Archie Campbell Hee Haw village comes to Cambridge
(Source: The Boston Globe)
The newest addition to MIT is easy to ridicule. The cartoonish windows floating over stylized abstractions of what ‘building’ should be suggest not contemplative use of space but rather amusement park kitsch. A Computer Lab That Defies Gravity. What’s more, as Alex Beam notes in his scathing commentary in today’s Globe, the design and construction itself may be ramshackle at places.
Less easy to explain away are a bathroom door that opens directly to a view of a urinal, and unused metal wiring trays snaking along every wall, about 6 1/2 feet off the ground. They hold almost no wiring, because MIT officials decided to run wires under the floors instead. MIT lecturer Chris Terman, an advocate for the building’s occupants, says the trays will eventually be used: “If you come back in six months there will be a lot more.”
Here is a curious note on the office door of professor Randall Davis: “Professor Davis can be found to your left by the window, due to toxic (?) gas odors in this office.” Terman says that office has been plagued by ventilation issues “which we’ve been working to fix.”
“Let me show you my office,” were the first words I heard from Harold Abelson, professor of electrical engineering and computer science. I’ll have to have my vision checked, because I didn’t see an office; rather I saw a student lounge where Abelson’s office was supposed to be.
Abelson’s lab group has already contacted an architect who specializes in interior design about redoing their part of Gehry’s masterpiece. “People don’t know how to live in this building. There has been very little attention paid to planning for an open-space environment,” Abelson says. But I thought the Stata Center already had an architect — oh, never mind.
Ouch. In fairness, we should note that the Kendall Square environs are hardly going to be spoiled by even the most garish building. In fact, Gerhy’s deconstructive architecture may fit in just fine with the deChirico smokestacks and the post-industrial cityscape around MIT. Still, it’s hard to be excited by the new offering, especially as other universities’ new constructions, like Northeastern’s Building H or Havard’s Medical Research Center, have been excellent buildings - postmodern in their use of material and form, but still lovely from inside and out.
But architectural critique aside, I think the Globe’s Robert Campbell and Peter Vanderwarker are on to something to lament some change in the university culture:
It’s hard to say which of the buildings is more remarkable. The old one didn’t have a name. It was called Building 20. The new one is flush with names. It’s the Ray and Maria Stata Center for Computer, Information and Intelligence Sciences, and parts of it are named after high-tech donors Bill Gates and Alexander Dreyfoos.
Building 20 was one of those “temporary” structures that never go away…. But Building 20 lived for 55 years and became a legend… Building 20’s greatness was its absence of architecture. In a building so lacking in character, it was impossible to establish academic or social hierarchies. Everyone was equal, and science was democratic, creative, and freewheeling. You could perform improbable experiments or bang holes in walls or roofs to connect up new equipment, because nobody cared what happened to Building 20. The result, say scientists, was the most productive building of its size in American history.

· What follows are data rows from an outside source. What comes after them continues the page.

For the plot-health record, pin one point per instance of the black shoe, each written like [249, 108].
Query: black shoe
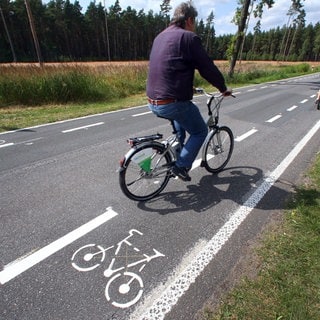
[181, 173]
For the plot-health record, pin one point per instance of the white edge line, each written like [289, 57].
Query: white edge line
[83, 127]
[182, 282]
[18, 266]
[141, 114]
[245, 135]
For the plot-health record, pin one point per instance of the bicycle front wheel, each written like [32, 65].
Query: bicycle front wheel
[145, 172]
[218, 149]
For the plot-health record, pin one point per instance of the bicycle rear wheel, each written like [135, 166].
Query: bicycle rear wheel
[218, 149]
[143, 180]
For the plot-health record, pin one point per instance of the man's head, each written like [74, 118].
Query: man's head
[184, 16]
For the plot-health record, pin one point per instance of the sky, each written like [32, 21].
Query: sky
[223, 11]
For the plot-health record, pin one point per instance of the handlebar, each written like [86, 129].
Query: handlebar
[209, 95]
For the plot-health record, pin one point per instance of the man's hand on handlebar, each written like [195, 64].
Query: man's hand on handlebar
[227, 93]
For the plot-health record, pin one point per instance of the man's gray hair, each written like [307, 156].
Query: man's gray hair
[182, 12]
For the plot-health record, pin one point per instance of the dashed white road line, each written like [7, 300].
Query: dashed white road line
[6, 145]
[141, 114]
[246, 135]
[18, 266]
[164, 301]
[274, 118]
[292, 108]
[83, 127]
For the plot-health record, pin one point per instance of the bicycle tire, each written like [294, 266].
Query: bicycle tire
[142, 184]
[218, 149]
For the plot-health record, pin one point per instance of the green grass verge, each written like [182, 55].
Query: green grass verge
[32, 96]
[288, 282]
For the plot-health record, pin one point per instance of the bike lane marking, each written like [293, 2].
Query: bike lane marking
[18, 266]
[163, 304]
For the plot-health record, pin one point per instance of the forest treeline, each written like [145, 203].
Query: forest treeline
[65, 32]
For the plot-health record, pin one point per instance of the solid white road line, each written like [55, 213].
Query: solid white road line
[18, 266]
[84, 127]
[174, 290]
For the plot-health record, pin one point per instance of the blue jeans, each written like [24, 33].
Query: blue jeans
[187, 118]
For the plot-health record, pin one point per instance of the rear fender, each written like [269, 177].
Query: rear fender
[137, 148]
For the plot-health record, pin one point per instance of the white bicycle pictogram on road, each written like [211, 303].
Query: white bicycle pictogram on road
[128, 284]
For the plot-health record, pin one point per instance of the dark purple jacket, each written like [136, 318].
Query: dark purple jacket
[175, 55]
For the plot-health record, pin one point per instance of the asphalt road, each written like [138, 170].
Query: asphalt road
[74, 247]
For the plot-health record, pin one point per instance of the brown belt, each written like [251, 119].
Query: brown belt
[161, 102]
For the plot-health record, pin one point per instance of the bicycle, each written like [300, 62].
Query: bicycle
[145, 170]
[124, 287]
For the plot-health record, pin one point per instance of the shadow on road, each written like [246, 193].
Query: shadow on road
[236, 184]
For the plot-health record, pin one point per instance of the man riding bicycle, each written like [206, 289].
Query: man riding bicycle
[176, 53]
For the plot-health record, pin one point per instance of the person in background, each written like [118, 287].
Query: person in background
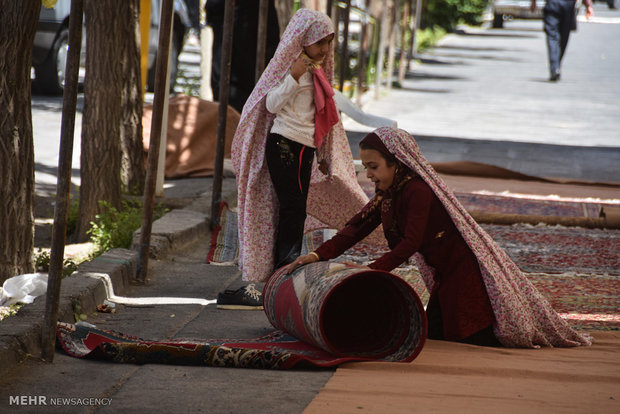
[478, 294]
[559, 17]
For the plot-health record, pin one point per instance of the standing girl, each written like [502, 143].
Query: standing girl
[289, 117]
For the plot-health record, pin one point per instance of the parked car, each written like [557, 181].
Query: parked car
[51, 42]
[515, 9]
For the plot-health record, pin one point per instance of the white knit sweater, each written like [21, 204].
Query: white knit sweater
[293, 104]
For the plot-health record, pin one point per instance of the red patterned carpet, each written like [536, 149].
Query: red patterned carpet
[577, 269]
[556, 249]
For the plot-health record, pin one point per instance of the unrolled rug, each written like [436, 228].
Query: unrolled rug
[325, 313]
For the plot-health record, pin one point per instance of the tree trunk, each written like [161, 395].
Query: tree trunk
[100, 163]
[133, 171]
[18, 23]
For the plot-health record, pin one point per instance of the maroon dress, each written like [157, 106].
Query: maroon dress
[414, 220]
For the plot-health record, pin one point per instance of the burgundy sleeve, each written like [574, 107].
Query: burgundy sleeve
[354, 231]
[417, 199]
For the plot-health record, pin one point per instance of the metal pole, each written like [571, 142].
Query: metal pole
[161, 70]
[344, 55]
[329, 7]
[261, 38]
[402, 69]
[361, 62]
[63, 186]
[418, 20]
[216, 198]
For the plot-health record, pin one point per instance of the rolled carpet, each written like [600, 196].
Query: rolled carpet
[348, 311]
[326, 314]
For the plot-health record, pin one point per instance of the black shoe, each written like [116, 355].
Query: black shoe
[555, 76]
[244, 298]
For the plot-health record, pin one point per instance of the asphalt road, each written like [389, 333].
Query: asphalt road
[482, 95]
[481, 89]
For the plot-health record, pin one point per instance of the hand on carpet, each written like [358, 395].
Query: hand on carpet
[302, 260]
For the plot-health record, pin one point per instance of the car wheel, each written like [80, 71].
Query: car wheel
[50, 75]
[498, 21]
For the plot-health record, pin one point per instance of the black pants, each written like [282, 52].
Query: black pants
[559, 19]
[290, 167]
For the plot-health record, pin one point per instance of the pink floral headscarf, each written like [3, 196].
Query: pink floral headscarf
[524, 318]
[332, 199]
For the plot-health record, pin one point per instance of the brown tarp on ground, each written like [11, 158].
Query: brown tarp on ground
[192, 135]
[449, 377]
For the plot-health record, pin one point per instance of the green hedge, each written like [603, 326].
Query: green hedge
[448, 13]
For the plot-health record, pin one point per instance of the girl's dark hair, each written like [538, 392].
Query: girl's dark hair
[388, 160]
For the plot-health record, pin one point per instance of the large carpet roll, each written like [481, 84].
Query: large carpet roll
[326, 314]
[348, 311]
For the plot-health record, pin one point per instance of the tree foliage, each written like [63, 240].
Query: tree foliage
[448, 13]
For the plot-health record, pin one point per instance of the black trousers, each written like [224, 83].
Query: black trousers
[559, 19]
[290, 168]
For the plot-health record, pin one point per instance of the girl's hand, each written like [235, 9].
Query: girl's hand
[323, 167]
[351, 264]
[298, 68]
[301, 260]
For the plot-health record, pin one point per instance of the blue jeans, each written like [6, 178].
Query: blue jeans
[290, 168]
[559, 18]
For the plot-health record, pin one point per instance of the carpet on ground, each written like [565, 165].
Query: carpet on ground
[325, 314]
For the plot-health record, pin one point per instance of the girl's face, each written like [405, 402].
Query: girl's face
[318, 51]
[377, 168]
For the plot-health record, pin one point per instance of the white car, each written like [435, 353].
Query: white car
[51, 43]
[515, 9]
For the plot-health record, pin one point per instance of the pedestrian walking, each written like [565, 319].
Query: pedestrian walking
[478, 294]
[559, 17]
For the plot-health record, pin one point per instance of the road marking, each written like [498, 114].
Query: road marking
[146, 301]
[596, 19]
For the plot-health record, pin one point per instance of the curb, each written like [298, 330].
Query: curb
[20, 336]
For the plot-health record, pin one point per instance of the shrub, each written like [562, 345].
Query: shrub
[113, 229]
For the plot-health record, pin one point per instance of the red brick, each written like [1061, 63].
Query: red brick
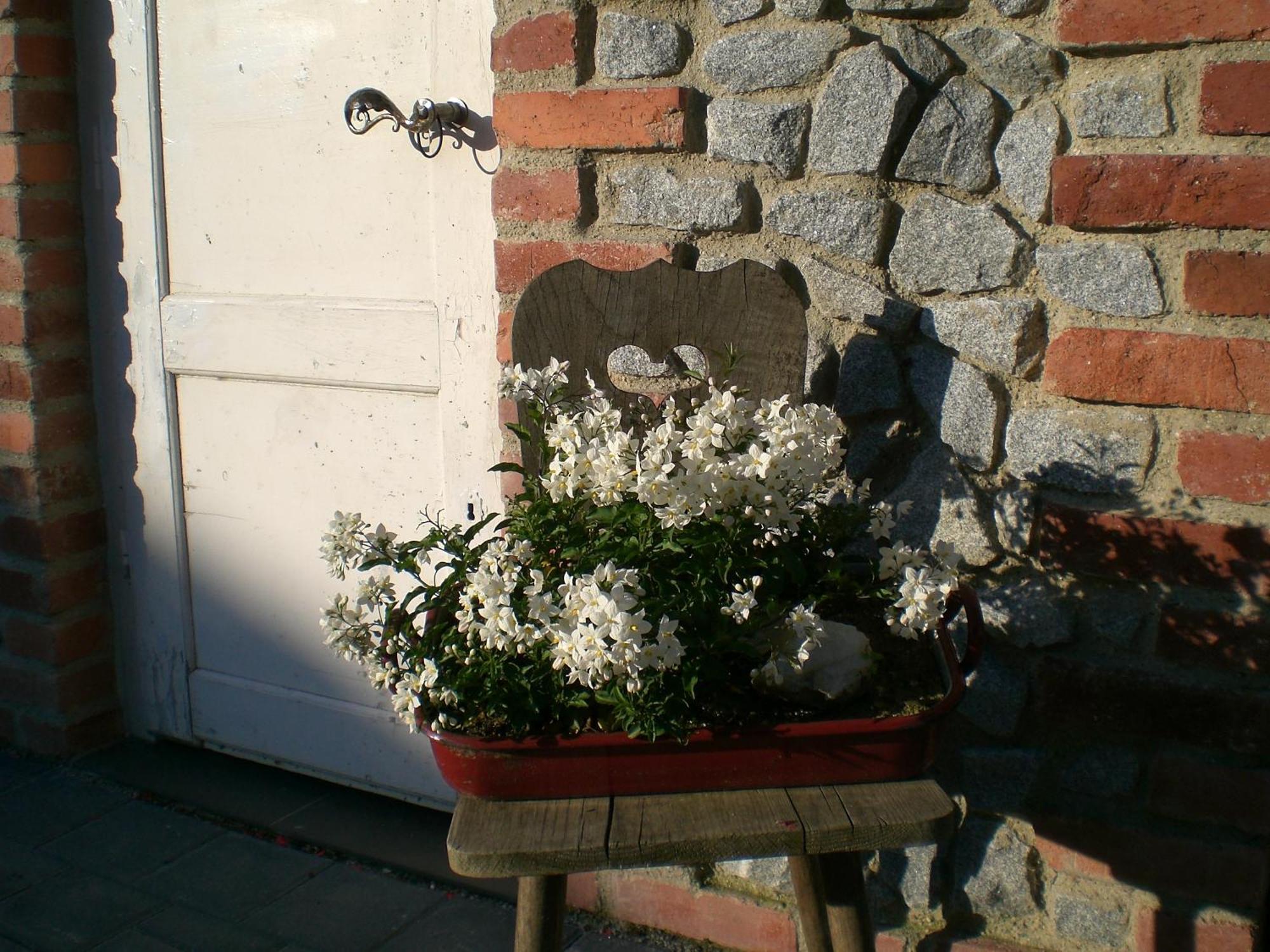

Sometimes I find MIT’s culture of numbers a little creepy (I’ve been told you can take the building and room number, apply some algorithm and get the telephone number). But undoubtedly, there is an egalitarianism that matched this culture. Not that all scientists are equal, mind you, just that their prestige lies less in their well-appointed offices or labs. And a university culture spending its efforts courting architectural prestige does fly in the face of that.